Wednesday, November 19, 2008

Geary Depredations Part 1: The Grubby Groper

So there’s this guy - I’ll tell you about him: the Grubby Groper of Outer Geary.  I don’t know if he’s an inspiration or an exasperation to me, a cautionary tale or a mythic tragedy or what.  All I know is that he’s been shuffling around in my head for long enough.  Now I’m going to let him try his luck in yours. 

My piece of Geary Boulevard is broad and busy, punctuated regularly by sidestreets thick with duplexes and coruscating with cross-traffic.  Heavy buses and impertinent delivery trucks navigate six lanes of traffic amid innumerable autos observing innumerable international traditions of roadsmanship. It’s a polyglot community of bakeries, pharmacies, liquor stores and suchlike civilizational profundities.  Sidewalks are lined on one side by parking meters and parked cars, and on the other by storefronts that hiccup with recessed doorways opening inward to commercial depths.  It’s a sufficiently complex environment for any of us, but I really don’t know how the groper manages it at all. 

The groper in this case is an old man in a windbreaker and tan cordoury pants - I don’t think I’ve ever seen him in anything else; I doubt they’ve been cleaned in years, judging by the thick patches of crustspatter festooning his chest and the dank acreage of black stains rubbed into his thighs.  His skin is liver-spotted and wattle-creased; his hair is brillo-pad stiff and soap-scum grey.  But most meaningful, perhaps, are the sunglasses shielding the middle third of his face: they’re dark brown plastic jobs that make no nod to fashion, cutting crudely across his forehead in a straight line and drooping deeply down either side of his nose with humorless heaviness.  They’re the kind of shades one might receive from an opthamologist, to fit over one’s regular glasses.  They are the shades of temporary blindness, and he’s wearing them always. 

He walks down Geary, unimaginably slowly, slower than slow.  It isn’t even walking, really - it’s an incremental shuffle, a bare slip of one toe past the other with mindnumbing deliberation.  Even so, that progress, slight though it is, follows only after that of his breathlessly outstretched fingertips.  He walks, always, with one hand (if not both) extended before him protectively.  He leans forward on a creaky spine, his jacket stiff over his bent frame, his hand probing into the unknowable obscurities of the void that incessantly faces him. 

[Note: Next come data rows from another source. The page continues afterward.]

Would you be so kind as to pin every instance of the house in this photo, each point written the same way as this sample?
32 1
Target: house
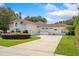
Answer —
37 27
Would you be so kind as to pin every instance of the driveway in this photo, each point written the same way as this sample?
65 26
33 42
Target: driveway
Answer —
41 47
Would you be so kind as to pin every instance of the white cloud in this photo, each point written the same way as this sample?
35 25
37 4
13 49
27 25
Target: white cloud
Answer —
71 6
63 13
51 7
51 20
1 5
72 10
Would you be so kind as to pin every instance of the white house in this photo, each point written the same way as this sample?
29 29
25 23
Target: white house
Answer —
37 28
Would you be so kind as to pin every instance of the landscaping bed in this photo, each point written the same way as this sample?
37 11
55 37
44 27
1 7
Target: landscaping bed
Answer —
67 46
15 36
12 42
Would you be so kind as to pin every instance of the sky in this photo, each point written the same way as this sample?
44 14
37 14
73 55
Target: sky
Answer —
53 12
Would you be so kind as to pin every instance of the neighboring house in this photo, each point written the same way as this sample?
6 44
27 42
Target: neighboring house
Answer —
37 28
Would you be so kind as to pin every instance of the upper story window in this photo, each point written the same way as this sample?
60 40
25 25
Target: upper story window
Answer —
16 24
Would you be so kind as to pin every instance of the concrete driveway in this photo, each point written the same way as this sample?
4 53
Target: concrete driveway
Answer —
41 47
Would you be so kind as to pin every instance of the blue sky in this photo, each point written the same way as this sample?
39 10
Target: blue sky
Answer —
53 12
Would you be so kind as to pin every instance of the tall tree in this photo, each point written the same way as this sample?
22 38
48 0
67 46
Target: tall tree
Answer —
6 16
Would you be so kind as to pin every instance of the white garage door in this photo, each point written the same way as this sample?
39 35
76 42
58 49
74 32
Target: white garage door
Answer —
44 33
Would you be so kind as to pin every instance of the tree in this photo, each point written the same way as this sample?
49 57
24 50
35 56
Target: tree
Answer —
36 19
6 16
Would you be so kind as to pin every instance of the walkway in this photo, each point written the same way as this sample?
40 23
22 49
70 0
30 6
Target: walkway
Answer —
41 47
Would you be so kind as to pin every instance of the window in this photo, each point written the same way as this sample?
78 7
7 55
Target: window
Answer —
16 24
46 28
21 22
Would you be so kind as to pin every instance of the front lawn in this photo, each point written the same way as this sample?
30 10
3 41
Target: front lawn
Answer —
11 42
67 46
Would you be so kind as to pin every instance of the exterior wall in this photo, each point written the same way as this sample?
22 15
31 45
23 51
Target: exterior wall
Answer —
52 30
34 30
19 26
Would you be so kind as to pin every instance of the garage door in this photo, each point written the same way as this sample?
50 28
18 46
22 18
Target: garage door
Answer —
44 33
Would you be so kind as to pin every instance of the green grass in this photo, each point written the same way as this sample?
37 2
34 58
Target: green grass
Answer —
11 42
67 46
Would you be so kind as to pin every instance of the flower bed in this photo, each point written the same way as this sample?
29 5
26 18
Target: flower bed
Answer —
15 36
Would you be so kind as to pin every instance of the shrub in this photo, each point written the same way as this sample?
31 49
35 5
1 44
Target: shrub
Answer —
25 31
12 31
15 36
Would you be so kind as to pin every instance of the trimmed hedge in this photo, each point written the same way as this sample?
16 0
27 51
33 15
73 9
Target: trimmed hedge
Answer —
15 36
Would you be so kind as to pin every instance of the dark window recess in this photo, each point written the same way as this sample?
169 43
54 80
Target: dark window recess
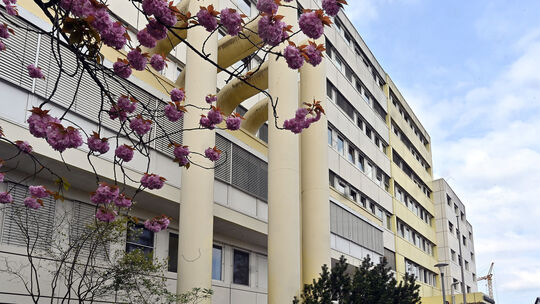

If there’s anything on the store-side of the sidewalk - a wall, a rack of newspapers, a pallet of melons, whatever - he traces his way forward using that as his guide, dragging a thick filthy fingertip almost lasciviously along, creeping at his usual glacial pace, with his other hand still reaching forward to fend off imagined, anticipated disasters.  When there’s a doorway or some other gap in his tactile orientation structure, though, he locks up.  Both hands lift up before him, and he cuts back to taking sub-measurable steps.  He seems aware enough of his environment occasionally to ask a passerby - once, me - to help him to the wall again.  His voice is an eastern european caricature as he flags you down with repeated pleas that somebody eventually answers in the same way that somebody will eventually look for a crying baby.  In my case, he started begging beside me, “Sonny, please!” They were well-chosen words and I stopped on a dime.  His hand felt like snakeskin and I couldn’t tell the dirt spots from the liver spots on his head.  “Hep me - hep me get bak t’th’ wall.” I guided him, the work of a second or less except that this guy is a brittle old twig and I couldn’t push him too fast… “Hep me,” he’d plead, “Is’t very far?” Not at all, three steps forward.  He recoiled visibly at the idea of such an audacious trek; in the end it took several minutes to get him back to the safety of the shopfront less than ten feet away. 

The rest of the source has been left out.